Unable to find any other skill he can offer the company, he is left middle-aged
and unemployed, but too proud to reveal his new status to his wife and family.
He, therefore, spends his days queuing for free meals, at job agencies and
finding ways to pass the time in his suit with briefcase to complete the facade
of 9-5 mundanity to his wife.
But he is not the only member of the family keeping secrets: Wife
Megumi takes secret driving lessons to attain her license; eldest son Takashi wants
to join the US foreign volunteer army; and youngest son Kenji uses his lunch
money to fund after school piano lessons. While portraying a perfectly ordinary
family unit, the four lack basic communication and any real knowledge of each
other's lives.
For a film with Tokyo in the title, this isn't perhaps specific to
Japan's capital itself in terms of the modern problems faced. Referencing the
global financial crisis of the last decade and war in the Middle East were problems
for every country, and so nothing unique to Japan. What does make it Tokyoite
though is its use of shots of some of the less obvious parts of Tokyo, focusing
on the more mundane and ordinary parts of the metropolis, a far cry from the
typical shots foreign-made films will use to portray Tokyo.

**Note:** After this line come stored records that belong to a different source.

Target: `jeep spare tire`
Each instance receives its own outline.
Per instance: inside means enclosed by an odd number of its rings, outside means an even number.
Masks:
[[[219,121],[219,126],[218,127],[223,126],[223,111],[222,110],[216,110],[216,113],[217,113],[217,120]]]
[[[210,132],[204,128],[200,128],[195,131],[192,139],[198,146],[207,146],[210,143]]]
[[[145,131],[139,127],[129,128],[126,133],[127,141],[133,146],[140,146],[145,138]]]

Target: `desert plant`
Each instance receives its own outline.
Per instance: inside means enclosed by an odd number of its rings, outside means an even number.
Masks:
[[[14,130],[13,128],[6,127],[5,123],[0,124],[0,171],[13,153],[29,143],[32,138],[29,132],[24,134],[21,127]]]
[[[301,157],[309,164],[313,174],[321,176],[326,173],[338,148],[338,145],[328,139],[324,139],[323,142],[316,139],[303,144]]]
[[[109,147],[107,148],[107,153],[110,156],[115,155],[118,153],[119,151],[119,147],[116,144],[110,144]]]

Filming much of the piece in more gloomy twilight also adds to this
sense of the ordinary, but also the changing of state in the lives of the main
characters, as they take a turn for the worse, reminiscent of Kore-eda
Hirokazu's 'Maborosi'. While in parts clunky in how they get there, the
father, mother and youngest son all find themselves hitting low points: waking
in a gutter, an abandoned beach hut and prison cell respectively, as the most
ordinary of families finds itself quickly dysfunctional from their own lack of
communication.
Kurosawa is perhaps known more for horror, suspense and mystery than
Ozu-esque family structures, but here combining the use of twilight with the
film's soundtrack create a haunting image of Tokyo, different from most,
showing the city in a different light.
While nothing distinctively groundbreaking in terms of moral message,
warning of the dangers of modern isolation and its affect of traditional family
structures, it is still a message that holds relevant today, despite its distinctively
Naughties setting.
While not perfect, there are some brilliant scenes, notably the
revelation of Kenji's piano lessons resulting in a trip to A+E and the film's
conclusion where, for once, the family listen to each other. While fairly
run-of-the-mill in conclusion, the blank-faced audience left watching them is
less so, in anticipation of what is to come.